Las cenizas se mezclaron con la madera olorosa del promontorio que hacía de altar, y también con la arena seca de Nebraska. Las guardó en una vasija de cerámica pawnee, y hasta que no pasaron doce meses no se atrevió a abrirla, mirar los restos de su hijo y hundir las manos en aquella arena caliente. Al sacarlas, vio que algo se retorcía con elegancia lenta por entre los granos de ceniza. Un pequeño gusano, blanco como una cuajada fresca, le hizo soñar con la idea de las transmigraciones, de las reencarnaciones y de los karmas compensatorios. Los viejos, que se consideraban abuelos de Mikel, le apoyaron en su locura y le instruyeron en cómo hacer para devolver al joven a la vida. Un turpial gorjeador fue traído en una jaula escasa de barrotes de madera. Inocencio vio un pequeño pájaro de pecho amarillo limón y con una uve negra en la garganta. Les dejó hacer a los indios y se extasiaba con la idea que le habían prometido. En un teepee de atmósfera espesa por el humo de las hierbas sagradas, se celebró la ceremonia, de nuevo trufada de cánticos y danzas lacias y desganadas. El pajarillo, ávido por el ayuno de días, se alimentó con el pequeño gusano, tan rápido que a duras penas los ojos pudieron verlo. En un inglés balbuceante le hicieron saber que Mikel estaba ahora en el pájaro. Tras un instante de nuevos cánticos, se volvió a abrir la piel que hacía de puerta del teepee, y alguien trajo un coyote dulce, amaestrado, amigo de los Otoe. Ataron una pata del turpial a una pequeña estaca en el suelo para que no pudiera escapar, y al mover sus alas el perro se abalanzó sobre él para, de un solo bocado, desaparecer al pajarillo. Ahora tu hijo es el coyote, le dijeron a Inocencio los indios metidos a sacerdotes. El pastor vasco ya no sabía si había de esperar que entrara otra alimaña para comerse a el coyote, o si vendría un niño para matar al perro, o qué. Pero no, todo se detuvo. Los oficiantes consideraron que la transmisión había llegado al punto deseado, y le regalaron a Inocencio el animal con el alma de su hijo. Algo que era muy poco corriente, y que él había tenido la enorme fortuna de poder lleva a cabo.
Mikel

Inocencio estuvo a punto de aovejarse, que era como llamaban allí a volverse uno loco por la soledad del oficio. Pero Mikel le fue salvando de hundirse en la demencia gracias a sus carreras y a sus aullidos de perro-lobo-niño.

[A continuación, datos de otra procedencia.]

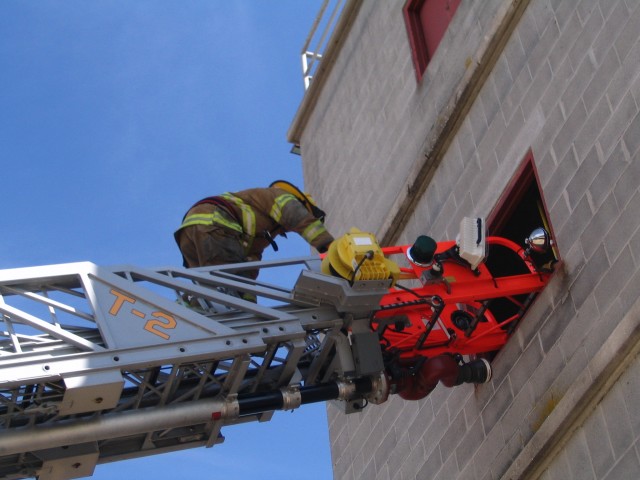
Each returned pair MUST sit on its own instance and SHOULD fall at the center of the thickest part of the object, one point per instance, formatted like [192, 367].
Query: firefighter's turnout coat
[237, 227]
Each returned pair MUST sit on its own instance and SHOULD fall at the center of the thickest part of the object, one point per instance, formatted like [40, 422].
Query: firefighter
[237, 227]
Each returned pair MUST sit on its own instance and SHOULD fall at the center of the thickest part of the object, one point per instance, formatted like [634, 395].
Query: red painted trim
[411, 13]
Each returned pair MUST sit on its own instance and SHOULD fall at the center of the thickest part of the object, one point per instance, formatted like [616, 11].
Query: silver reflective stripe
[313, 231]
[210, 219]
[248, 215]
[278, 205]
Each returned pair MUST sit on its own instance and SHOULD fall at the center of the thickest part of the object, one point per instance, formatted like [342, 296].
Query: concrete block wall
[566, 86]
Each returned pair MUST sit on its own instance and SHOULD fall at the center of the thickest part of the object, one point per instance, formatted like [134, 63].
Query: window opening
[520, 210]
[426, 22]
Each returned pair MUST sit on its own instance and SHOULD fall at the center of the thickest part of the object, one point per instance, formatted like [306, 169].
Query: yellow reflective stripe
[248, 215]
[278, 205]
[210, 219]
[313, 231]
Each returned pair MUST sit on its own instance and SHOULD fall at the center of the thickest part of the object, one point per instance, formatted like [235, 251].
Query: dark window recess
[520, 210]
[427, 22]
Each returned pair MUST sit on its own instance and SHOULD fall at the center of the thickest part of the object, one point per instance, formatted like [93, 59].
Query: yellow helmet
[305, 198]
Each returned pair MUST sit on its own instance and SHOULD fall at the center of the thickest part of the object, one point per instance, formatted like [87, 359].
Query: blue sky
[116, 116]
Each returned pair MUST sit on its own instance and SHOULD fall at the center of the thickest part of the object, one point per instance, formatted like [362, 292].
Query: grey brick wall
[566, 86]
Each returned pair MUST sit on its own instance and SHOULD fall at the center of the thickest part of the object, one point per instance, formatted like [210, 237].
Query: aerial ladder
[103, 364]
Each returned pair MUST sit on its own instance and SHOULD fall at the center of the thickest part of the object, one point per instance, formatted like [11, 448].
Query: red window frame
[524, 181]
[426, 22]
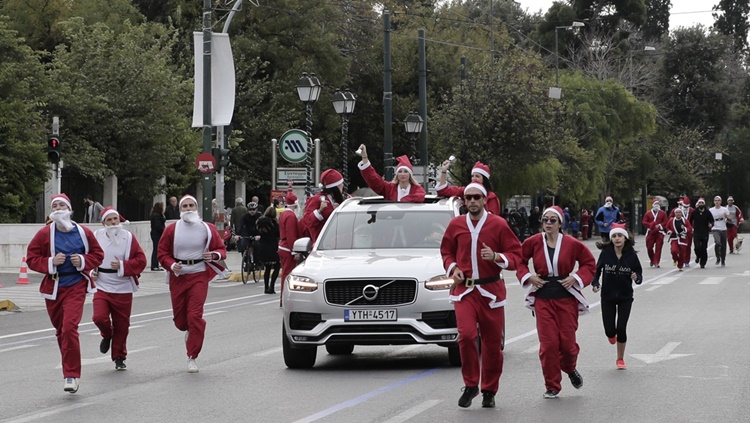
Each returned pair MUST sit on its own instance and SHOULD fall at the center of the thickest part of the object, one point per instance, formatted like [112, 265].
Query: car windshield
[373, 228]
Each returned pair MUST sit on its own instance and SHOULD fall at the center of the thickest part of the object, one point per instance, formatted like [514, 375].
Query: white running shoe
[192, 366]
[71, 385]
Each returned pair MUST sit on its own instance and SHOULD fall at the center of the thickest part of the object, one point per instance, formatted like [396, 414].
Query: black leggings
[620, 309]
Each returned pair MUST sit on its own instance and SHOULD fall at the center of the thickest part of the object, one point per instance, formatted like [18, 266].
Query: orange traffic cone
[23, 277]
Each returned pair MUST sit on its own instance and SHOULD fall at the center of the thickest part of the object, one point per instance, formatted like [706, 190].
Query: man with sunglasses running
[475, 249]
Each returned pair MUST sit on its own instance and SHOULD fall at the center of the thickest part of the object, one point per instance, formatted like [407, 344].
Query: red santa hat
[111, 210]
[290, 198]
[61, 197]
[480, 187]
[404, 163]
[619, 228]
[481, 169]
[331, 178]
[187, 197]
[556, 210]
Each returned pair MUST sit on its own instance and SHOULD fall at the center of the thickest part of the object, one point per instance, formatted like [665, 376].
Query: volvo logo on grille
[370, 292]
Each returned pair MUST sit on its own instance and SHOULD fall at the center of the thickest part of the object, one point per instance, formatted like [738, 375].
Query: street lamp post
[413, 124]
[308, 89]
[574, 25]
[343, 103]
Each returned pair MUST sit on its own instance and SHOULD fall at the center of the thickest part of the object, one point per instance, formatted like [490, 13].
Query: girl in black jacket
[619, 264]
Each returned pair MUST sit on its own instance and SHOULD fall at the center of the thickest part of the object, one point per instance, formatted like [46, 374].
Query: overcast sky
[683, 12]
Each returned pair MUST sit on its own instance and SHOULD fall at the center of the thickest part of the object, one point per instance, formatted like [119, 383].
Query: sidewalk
[27, 298]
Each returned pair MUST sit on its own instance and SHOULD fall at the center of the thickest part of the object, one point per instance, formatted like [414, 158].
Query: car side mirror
[302, 246]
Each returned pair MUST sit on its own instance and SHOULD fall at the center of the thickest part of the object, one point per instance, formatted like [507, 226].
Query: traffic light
[54, 149]
[221, 155]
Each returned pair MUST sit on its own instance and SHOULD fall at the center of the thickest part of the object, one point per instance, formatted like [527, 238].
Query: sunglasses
[475, 197]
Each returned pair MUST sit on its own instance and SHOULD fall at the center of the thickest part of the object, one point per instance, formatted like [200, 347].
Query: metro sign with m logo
[293, 145]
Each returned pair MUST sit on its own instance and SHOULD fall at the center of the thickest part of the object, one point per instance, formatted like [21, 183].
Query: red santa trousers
[654, 244]
[471, 311]
[287, 265]
[189, 294]
[680, 253]
[556, 325]
[731, 235]
[65, 313]
[112, 317]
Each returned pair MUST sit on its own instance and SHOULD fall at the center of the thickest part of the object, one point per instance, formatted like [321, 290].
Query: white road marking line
[406, 415]
[20, 347]
[267, 352]
[31, 417]
[714, 280]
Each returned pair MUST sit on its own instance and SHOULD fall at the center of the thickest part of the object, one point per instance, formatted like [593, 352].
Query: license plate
[370, 315]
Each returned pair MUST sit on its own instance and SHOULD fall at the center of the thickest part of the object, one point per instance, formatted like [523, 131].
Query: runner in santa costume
[480, 174]
[554, 295]
[403, 187]
[191, 251]
[687, 212]
[116, 281]
[678, 229]
[476, 248]
[65, 253]
[288, 233]
[321, 205]
[654, 222]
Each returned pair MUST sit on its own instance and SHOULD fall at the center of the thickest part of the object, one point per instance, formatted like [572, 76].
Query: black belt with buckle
[469, 282]
[189, 262]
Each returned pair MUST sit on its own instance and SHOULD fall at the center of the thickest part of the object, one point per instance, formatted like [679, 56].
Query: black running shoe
[469, 393]
[120, 364]
[488, 399]
[104, 345]
[576, 379]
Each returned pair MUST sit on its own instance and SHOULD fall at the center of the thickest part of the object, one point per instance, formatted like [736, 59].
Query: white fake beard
[62, 218]
[190, 217]
[112, 232]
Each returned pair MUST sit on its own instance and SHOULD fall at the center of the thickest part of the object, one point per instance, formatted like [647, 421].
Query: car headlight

En 1961 consiguió la residencia legal en aquella su tierra de acogida gracias a una ley emitida por el congreso y ratificada por el presidente Lyndon B. Johnson para incorporar a los pastores sin papeles en la vida social de los Estados Unidos de América.
Por las tardes, tras volver de cabalgar seguido de Mikel para ver las tormentas o los tornados, el de Lekerika se sentaba en su porche a pelar una pieza de fruta, mientras el avispado coyote observaba hipnotizado, esgrimiendo un gesto cercano a la sonrisa, cómo conseguía siempre su padre desnudar la pieza dejando una sola y única monda larga como un muelle.